Axillo-Fermoral Bypass
by Dr Panayiotopoulos, Consultant Vascular and General Surgeon Essex.

1. Why do I need the operation?

Because of a blockage or significant narrowing of the big arteries into the stomach [abdomen] supplying the legs with blood, the circulation to your legs is reduced. This becomes particularly noticeable when your muscles require more blood during walking or exercise; as they are deprived from oxygen [transferred by blood] pain appears, affecting the thigh, the buttocks and/or the calves, forcing you to stop for some minutes. Men may also have sexual dysfunction and problems with erection.



Any further fall in blood flow because of disease progression may lead to constant pain even at rest with a significant risk of developing ulcers or gangrene.

In order to improve blood supply to your legs, an operation is needed to bypass the blocked arteries in your abdomen.

2. What causes this blockage?

Atherosclerosis!!! This is a progressive disease that causes gradual narrowing and hardening of the arteries, which is both caused and accelerated by smoking, high blood pressure, high cholesterol levels in the blood, fatty diet and sedentary life. It may affect any vessel in body but its distribution is usually multifocal. When it affects the aorta and the main arteries in the abdomen it is called aortoiliac occlusive arterial disease. This condition is more common in the lower extremities of middle-aged and elderly patients in the western world.

3.  Before your operation.

You will be admitted in the hospital one or two days before the operation. You may also be asked to attend a pre-admission clinic about a week earlier in order to allow time for tests and required to ensure you are fit for the operation, as the aortofemoral bypass is a major procedure.
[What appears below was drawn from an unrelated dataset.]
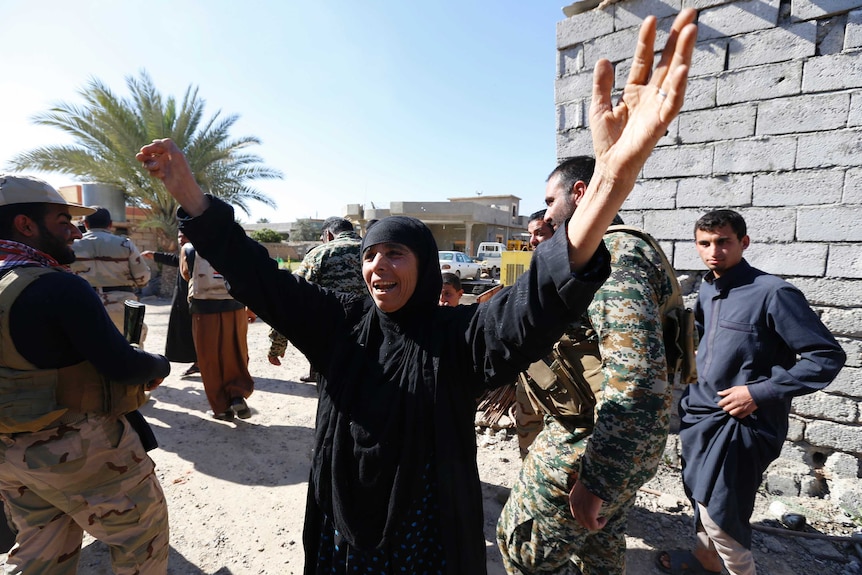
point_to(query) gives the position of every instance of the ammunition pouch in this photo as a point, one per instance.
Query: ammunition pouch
(34, 400)
(565, 384)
These tests may include scans of the abdomen or x-rays of the arteries [angiography, arteriogram] if these have not been done during your previous visits to the hospital. Special scans of your heart to check that it is working properly and evaluation by an anaesthetist may also be needed.

4. Coming into Hospital.

Please bring with you all the medicines you are taking to show to the doctor.
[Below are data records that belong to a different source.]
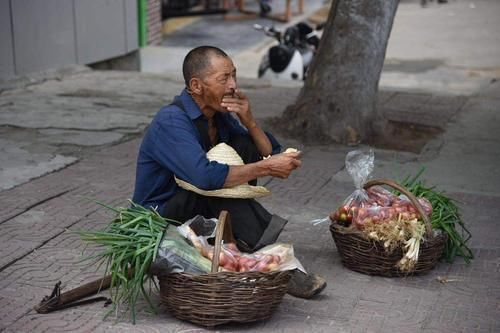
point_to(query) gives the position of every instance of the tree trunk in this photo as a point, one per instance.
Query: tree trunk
(338, 100)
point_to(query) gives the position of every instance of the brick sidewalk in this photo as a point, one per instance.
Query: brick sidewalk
(39, 216)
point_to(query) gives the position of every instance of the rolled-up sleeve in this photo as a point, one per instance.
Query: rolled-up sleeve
(177, 148)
You will be received in the ward by a nurse, who will note your personal details in the nursing records and will ask about any other conditions you suffer from. Prior to surgery you will undergo a number of investigations, if these have not been performed previously, including a heart tracing, a chest x-ray and blood tests. You will be started on injections to thin your blood [heparin], which will continue through out your stay in the hospital, to stop blood clots forming in the veins of your legs while you lie on the bed.

You will be also visited by members of the surgical team and the anaesthetist. The surgeon who will perform the operation will see you the morning of surgery. If you have any questions regarding the operation please ask the doctors.

5. The operation.

You will be taken to the anaesthetic room and from there into the theatre. As well as being put to sleep, you may have a small tube placed in your back [epidural] to help pain relief following surgery. Whilst you are asleep, tubes will be also inserted into your bladder to drain the urine, into your stomach [via your nose] to stop you feeling sick and vomit and into a vein in your neck for blood pressure measurements and administration of fluid during and after surgery.

Axillo-femoral bypass.

An axillofemoral or bifemoral bypass is used because there are particular problems with your chest and heart. Thus, you avoid a cut in your abdomen, which is a far more major procedure with much more demands on your physiological reserves. Blood is brought to your legs from the axillary artery.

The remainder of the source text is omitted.